9th Dean of the University of Toronto Faculty of Arts and Science
- In office 1959–1966
- Preceded by: Moffat St Andrew Woodside
- Succeeded by: Albert Derrick Allen

Personal details
- Born: Vincent Wheeler Bladen 14 August 1900 Stoke-on-Trent, England
- Died: 26 November 1981 (aged 81) Toronto, Ontario
- Education: Balliol College, Oxford
- Occupation: economist and academic
- Awards: Order of Canada

= Vincent Bladen =

Vincent Wheeler Bladen, (14 August 1900 - 26 November 1981) was a British-Canadian economist and professor at the University of Toronto.

Upon completing his degree at Balliol College, Oxford, Bladen began teaching at the University of Toronto in September 1921, where he later served as dean of the Faculty of Arts and Science from 1959 to 1966. In 1960, he was appointed Chairman of the Royal Commission on the Automotive Industry which helped to create the Canadian-American Automotive Agreement.
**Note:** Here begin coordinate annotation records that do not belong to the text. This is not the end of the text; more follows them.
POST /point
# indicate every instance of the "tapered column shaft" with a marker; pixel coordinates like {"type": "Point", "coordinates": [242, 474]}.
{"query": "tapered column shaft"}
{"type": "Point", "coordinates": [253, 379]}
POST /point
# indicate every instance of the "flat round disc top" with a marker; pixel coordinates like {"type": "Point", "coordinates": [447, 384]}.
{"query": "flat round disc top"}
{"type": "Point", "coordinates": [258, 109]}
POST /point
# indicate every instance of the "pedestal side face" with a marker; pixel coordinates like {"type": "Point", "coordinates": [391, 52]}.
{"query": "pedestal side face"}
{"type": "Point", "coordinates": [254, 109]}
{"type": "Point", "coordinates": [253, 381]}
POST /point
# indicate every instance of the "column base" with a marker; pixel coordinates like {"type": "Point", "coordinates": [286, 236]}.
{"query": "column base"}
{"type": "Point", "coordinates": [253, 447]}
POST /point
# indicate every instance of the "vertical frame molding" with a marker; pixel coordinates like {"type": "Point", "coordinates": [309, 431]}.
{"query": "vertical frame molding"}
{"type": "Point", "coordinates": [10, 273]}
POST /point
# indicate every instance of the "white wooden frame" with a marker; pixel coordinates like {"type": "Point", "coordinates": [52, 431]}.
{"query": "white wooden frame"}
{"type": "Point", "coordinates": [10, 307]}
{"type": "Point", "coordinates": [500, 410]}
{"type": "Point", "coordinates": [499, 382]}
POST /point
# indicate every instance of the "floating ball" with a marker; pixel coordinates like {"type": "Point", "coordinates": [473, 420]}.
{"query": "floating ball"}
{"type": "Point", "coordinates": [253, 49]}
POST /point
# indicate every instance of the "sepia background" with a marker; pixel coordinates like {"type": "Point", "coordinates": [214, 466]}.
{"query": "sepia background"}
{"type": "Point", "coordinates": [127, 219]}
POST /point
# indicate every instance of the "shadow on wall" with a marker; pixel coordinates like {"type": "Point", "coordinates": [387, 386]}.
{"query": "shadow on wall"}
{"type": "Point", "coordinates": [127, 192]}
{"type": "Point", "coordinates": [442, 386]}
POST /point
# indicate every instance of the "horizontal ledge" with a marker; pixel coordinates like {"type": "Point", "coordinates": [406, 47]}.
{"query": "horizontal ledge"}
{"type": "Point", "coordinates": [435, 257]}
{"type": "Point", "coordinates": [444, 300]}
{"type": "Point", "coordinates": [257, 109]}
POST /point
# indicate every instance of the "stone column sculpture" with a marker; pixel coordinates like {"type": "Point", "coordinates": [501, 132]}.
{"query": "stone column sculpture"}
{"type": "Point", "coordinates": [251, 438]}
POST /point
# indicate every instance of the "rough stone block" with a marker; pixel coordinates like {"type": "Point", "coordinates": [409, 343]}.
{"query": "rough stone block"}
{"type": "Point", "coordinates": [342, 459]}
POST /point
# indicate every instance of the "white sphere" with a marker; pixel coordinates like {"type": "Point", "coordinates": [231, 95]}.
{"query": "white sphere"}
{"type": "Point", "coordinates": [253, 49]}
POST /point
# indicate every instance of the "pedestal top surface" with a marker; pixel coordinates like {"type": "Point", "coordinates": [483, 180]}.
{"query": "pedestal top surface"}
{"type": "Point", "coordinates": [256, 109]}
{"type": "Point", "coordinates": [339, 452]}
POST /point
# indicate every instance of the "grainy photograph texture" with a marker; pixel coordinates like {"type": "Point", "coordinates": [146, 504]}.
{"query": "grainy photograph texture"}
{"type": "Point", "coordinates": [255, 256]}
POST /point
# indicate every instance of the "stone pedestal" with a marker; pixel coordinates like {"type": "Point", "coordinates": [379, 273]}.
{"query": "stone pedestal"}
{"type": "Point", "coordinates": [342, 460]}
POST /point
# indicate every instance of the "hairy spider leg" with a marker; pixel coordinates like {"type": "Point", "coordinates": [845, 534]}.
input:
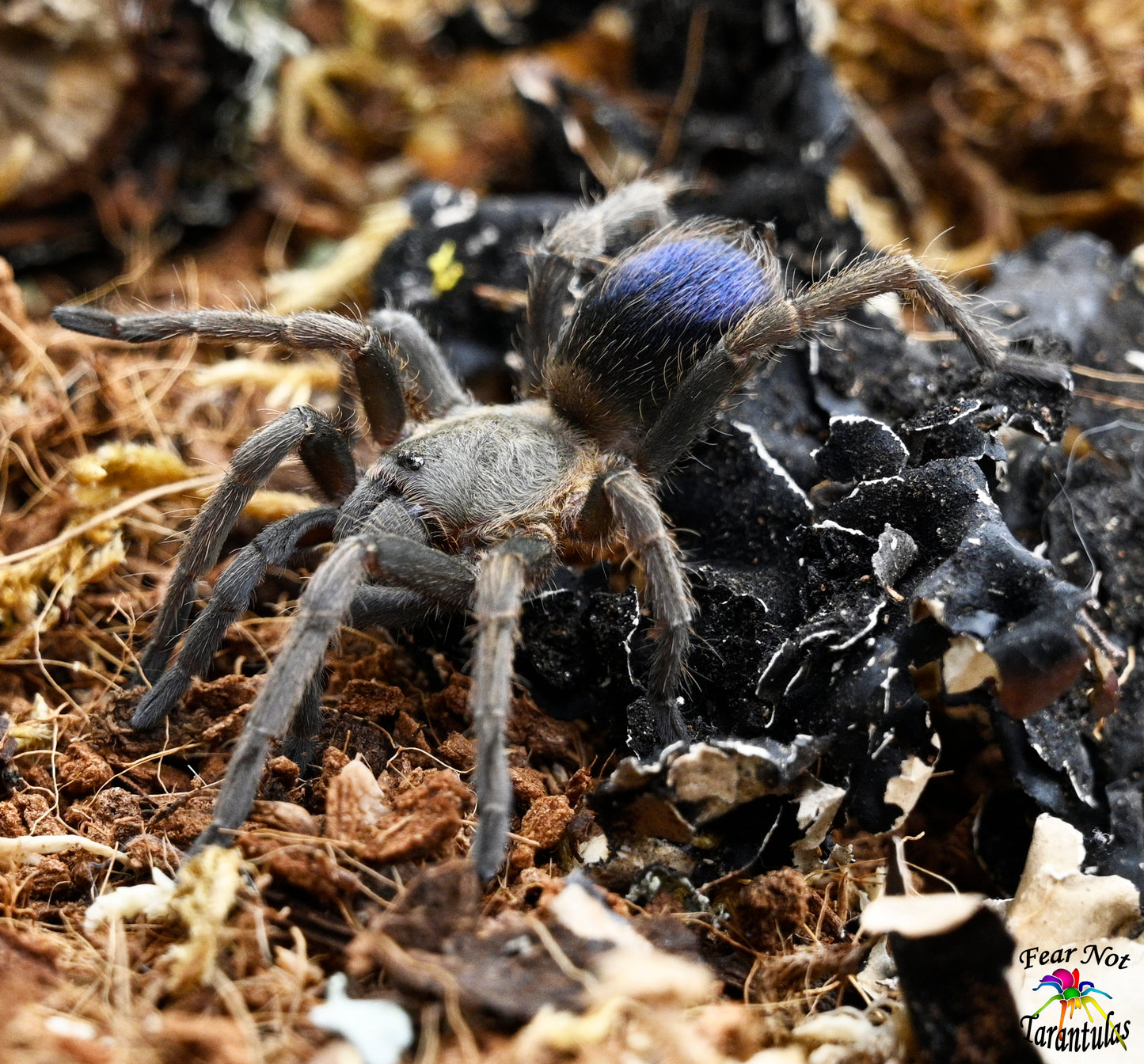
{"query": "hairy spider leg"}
{"type": "Point", "coordinates": [424, 365]}
{"type": "Point", "coordinates": [504, 575]}
{"type": "Point", "coordinates": [321, 609]}
{"type": "Point", "coordinates": [326, 455]}
{"type": "Point", "coordinates": [274, 546]}
{"type": "Point", "coordinates": [385, 390]}
{"type": "Point", "coordinates": [653, 548]}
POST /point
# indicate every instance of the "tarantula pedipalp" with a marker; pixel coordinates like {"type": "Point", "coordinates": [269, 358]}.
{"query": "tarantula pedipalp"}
{"type": "Point", "coordinates": [639, 329]}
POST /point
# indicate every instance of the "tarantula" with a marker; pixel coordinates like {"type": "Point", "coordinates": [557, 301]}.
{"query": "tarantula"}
{"type": "Point", "coordinates": [639, 329]}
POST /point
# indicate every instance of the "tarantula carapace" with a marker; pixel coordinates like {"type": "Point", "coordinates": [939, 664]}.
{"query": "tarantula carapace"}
{"type": "Point", "coordinates": [639, 329]}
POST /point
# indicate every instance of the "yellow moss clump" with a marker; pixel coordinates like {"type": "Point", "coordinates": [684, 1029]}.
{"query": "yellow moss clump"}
{"type": "Point", "coordinates": [36, 586]}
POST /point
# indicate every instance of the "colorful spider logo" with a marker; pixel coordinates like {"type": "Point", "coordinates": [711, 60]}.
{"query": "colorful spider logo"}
{"type": "Point", "coordinates": [1072, 992]}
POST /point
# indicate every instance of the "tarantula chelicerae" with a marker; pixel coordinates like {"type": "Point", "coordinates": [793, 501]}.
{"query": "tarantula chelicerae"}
{"type": "Point", "coordinates": [639, 329]}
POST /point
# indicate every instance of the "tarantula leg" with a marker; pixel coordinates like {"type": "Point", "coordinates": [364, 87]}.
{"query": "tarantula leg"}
{"type": "Point", "coordinates": [374, 606]}
{"type": "Point", "coordinates": [500, 588]}
{"type": "Point", "coordinates": [298, 742]}
{"type": "Point", "coordinates": [431, 375]}
{"type": "Point", "coordinates": [666, 591]}
{"type": "Point", "coordinates": [296, 670]}
{"type": "Point", "coordinates": [380, 381]}
{"type": "Point", "coordinates": [689, 411]}
{"type": "Point", "coordinates": [904, 275]}
{"type": "Point", "coordinates": [272, 546]}
{"type": "Point", "coordinates": [327, 458]}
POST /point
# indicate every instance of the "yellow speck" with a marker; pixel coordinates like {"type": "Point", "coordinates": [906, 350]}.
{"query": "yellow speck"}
{"type": "Point", "coordinates": [447, 270]}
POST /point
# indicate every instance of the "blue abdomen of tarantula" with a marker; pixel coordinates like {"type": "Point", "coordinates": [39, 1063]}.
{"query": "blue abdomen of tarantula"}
{"type": "Point", "coordinates": [645, 321]}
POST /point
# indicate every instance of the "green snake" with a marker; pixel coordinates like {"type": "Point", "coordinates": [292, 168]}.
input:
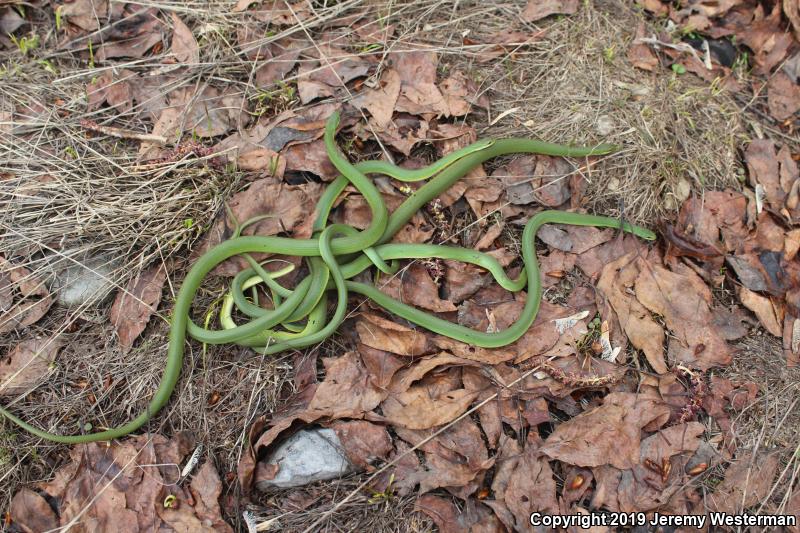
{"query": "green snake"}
{"type": "Point", "coordinates": [335, 255]}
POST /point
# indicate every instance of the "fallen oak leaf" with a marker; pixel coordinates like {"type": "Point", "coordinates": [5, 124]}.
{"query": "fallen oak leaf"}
{"type": "Point", "coordinates": [770, 315]}
{"type": "Point", "coordinates": [381, 100]}
{"type": "Point", "coordinates": [606, 435]}
{"type": "Point", "coordinates": [134, 305]}
{"type": "Point", "coordinates": [382, 334]}
{"type": "Point", "coordinates": [684, 300]}
{"type": "Point", "coordinates": [643, 332]}
{"type": "Point", "coordinates": [783, 97]}
{"type": "Point", "coordinates": [363, 442]}
{"type": "Point", "coordinates": [746, 483]}
{"type": "Point", "coordinates": [449, 519]}
{"type": "Point", "coordinates": [27, 364]}
{"type": "Point", "coordinates": [30, 512]}
{"type": "Point", "coordinates": [640, 54]}
{"type": "Point", "coordinates": [414, 286]}
{"type": "Point", "coordinates": [419, 408]}
{"type": "Point", "coordinates": [184, 45]}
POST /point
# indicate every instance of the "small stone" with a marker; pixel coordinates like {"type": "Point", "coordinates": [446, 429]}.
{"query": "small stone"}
{"type": "Point", "coordinates": [90, 281]}
{"type": "Point", "coordinates": [605, 125]}
{"type": "Point", "coordinates": [307, 456]}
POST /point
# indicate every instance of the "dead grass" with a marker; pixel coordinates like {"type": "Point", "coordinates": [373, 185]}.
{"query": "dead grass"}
{"type": "Point", "coordinates": [574, 86]}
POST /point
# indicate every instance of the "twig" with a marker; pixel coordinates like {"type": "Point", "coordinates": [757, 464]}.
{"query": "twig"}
{"type": "Point", "coordinates": [123, 133]}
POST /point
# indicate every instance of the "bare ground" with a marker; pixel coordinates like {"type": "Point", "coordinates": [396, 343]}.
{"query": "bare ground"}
{"type": "Point", "coordinates": [574, 85]}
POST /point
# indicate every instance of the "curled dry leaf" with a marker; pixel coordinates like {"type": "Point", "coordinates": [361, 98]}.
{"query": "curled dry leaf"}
{"type": "Point", "coordinates": [684, 300]}
{"type": "Point", "coordinates": [381, 100]}
{"type": "Point", "coordinates": [346, 391]}
{"type": "Point", "coordinates": [456, 458]}
{"type": "Point", "coordinates": [783, 96]}
{"type": "Point", "coordinates": [363, 442]}
{"type": "Point", "coordinates": [32, 298]}
{"type": "Point", "coordinates": [747, 482]}
{"type": "Point", "coordinates": [115, 88]}
{"type": "Point", "coordinates": [419, 94]}
{"type": "Point", "coordinates": [133, 306]}
{"type": "Point", "coordinates": [414, 286]}
{"type": "Point", "coordinates": [769, 314]}
{"type": "Point", "coordinates": [290, 209]}
{"type": "Point", "coordinates": [27, 364]}
{"type": "Point", "coordinates": [137, 475]}
{"type": "Point", "coordinates": [640, 328]}
{"type": "Point", "coordinates": [608, 434]}
{"type": "Point", "coordinates": [639, 54]}
{"type": "Point", "coordinates": [382, 334]}
{"type": "Point", "coordinates": [659, 474]}
{"type": "Point", "coordinates": [450, 519]}
{"type": "Point", "coordinates": [433, 402]}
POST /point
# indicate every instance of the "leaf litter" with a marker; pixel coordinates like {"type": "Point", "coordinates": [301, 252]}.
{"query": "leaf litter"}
{"type": "Point", "coordinates": [403, 401]}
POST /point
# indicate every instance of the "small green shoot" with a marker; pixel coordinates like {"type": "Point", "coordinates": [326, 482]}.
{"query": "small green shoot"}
{"type": "Point", "coordinates": [25, 44]}
{"type": "Point", "coordinates": [384, 496]}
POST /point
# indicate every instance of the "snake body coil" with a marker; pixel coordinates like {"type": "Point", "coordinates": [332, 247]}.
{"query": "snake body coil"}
{"type": "Point", "coordinates": [298, 317]}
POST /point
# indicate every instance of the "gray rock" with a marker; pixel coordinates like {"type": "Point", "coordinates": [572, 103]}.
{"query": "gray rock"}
{"type": "Point", "coordinates": [91, 280]}
{"type": "Point", "coordinates": [307, 456]}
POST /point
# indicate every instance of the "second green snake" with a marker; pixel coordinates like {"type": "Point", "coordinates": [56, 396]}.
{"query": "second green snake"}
{"type": "Point", "coordinates": [335, 254]}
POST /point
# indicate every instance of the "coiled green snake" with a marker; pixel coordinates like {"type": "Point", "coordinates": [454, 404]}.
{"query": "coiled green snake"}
{"type": "Point", "coordinates": [301, 313]}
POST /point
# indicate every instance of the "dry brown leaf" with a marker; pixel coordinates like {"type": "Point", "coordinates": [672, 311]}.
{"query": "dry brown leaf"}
{"type": "Point", "coordinates": [768, 40]}
{"type": "Point", "coordinates": [290, 209]}
{"type": "Point", "coordinates": [380, 101]}
{"type": "Point", "coordinates": [382, 334]}
{"type": "Point", "coordinates": [432, 402]}
{"type": "Point", "coordinates": [474, 517]}
{"type": "Point", "coordinates": [539, 9]}
{"type": "Point", "coordinates": [783, 96]}
{"type": "Point", "coordinates": [281, 58]}
{"type": "Point", "coordinates": [347, 391]}
{"type": "Point", "coordinates": [133, 306]}
{"type": "Point", "coordinates": [114, 88]}
{"type": "Point", "coordinates": [414, 286]}
{"type": "Point", "coordinates": [684, 300]}
{"type": "Point", "coordinates": [272, 163]}
{"type": "Point", "coordinates": [142, 30]}
{"type": "Point", "coordinates": [762, 167]}
{"type": "Point", "coordinates": [643, 332]}
{"type": "Point", "coordinates": [85, 14]}
{"type": "Point", "coordinates": [381, 366]}
{"type": "Point", "coordinates": [456, 458]}
{"type": "Point", "coordinates": [31, 513]}
{"type": "Point", "coordinates": [184, 45]}
{"type": "Point", "coordinates": [405, 378]}
{"type": "Point", "coordinates": [639, 54]}
{"type": "Point", "coordinates": [363, 442]}
{"type": "Point", "coordinates": [419, 94]}
{"type": "Point", "coordinates": [33, 299]}
{"type": "Point", "coordinates": [769, 316]}
{"type": "Point", "coordinates": [27, 364]}
{"type": "Point", "coordinates": [460, 94]}
{"type": "Point", "coordinates": [311, 157]}
{"type": "Point", "coordinates": [523, 483]}
{"type": "Point", "coordinates": [608, 434]}
{"type": "Point", "coordinates": [137, 475]}
{"type": "Point", "coordinates": [747, 482]}
{"type": "Point", "coordinates": [645, 487]}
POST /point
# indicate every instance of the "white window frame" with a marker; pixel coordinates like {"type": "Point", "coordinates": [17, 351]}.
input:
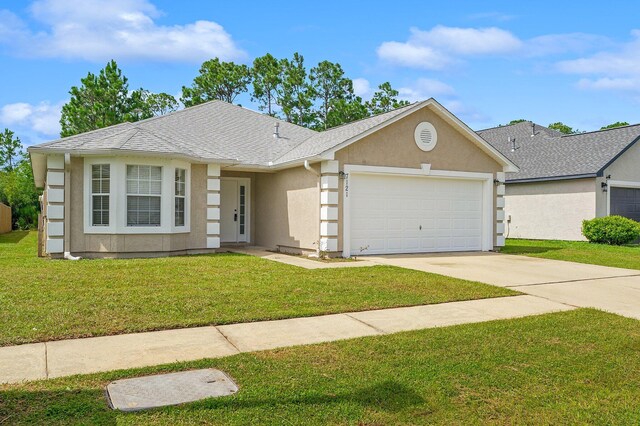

Bladen retired from teaching in 1969, but continued to give lectures.

Bladen was the founding editor of the Canadian Journal of Economics and Political Science. Several editions of Bladen's An Introduction to Political Economy were published during his lifetime. In 1962, he edited Canadian Population and Northern Colonization. In 1974, Bladen's book From Adam Smith to Maynard Keynes : the heritage of political economy was published. His memoirs, Bladen on Bladen, were published in 1978.

In 1976, Bladen was made an Officer of the Order of Canada, Canada's highest civilian honor. He was awarded an honorary Doctor of Laws from Carleton University in 1966 and York University in 1975.

The Bladen Wing at the University of Toronto Scarborough is named in his honour.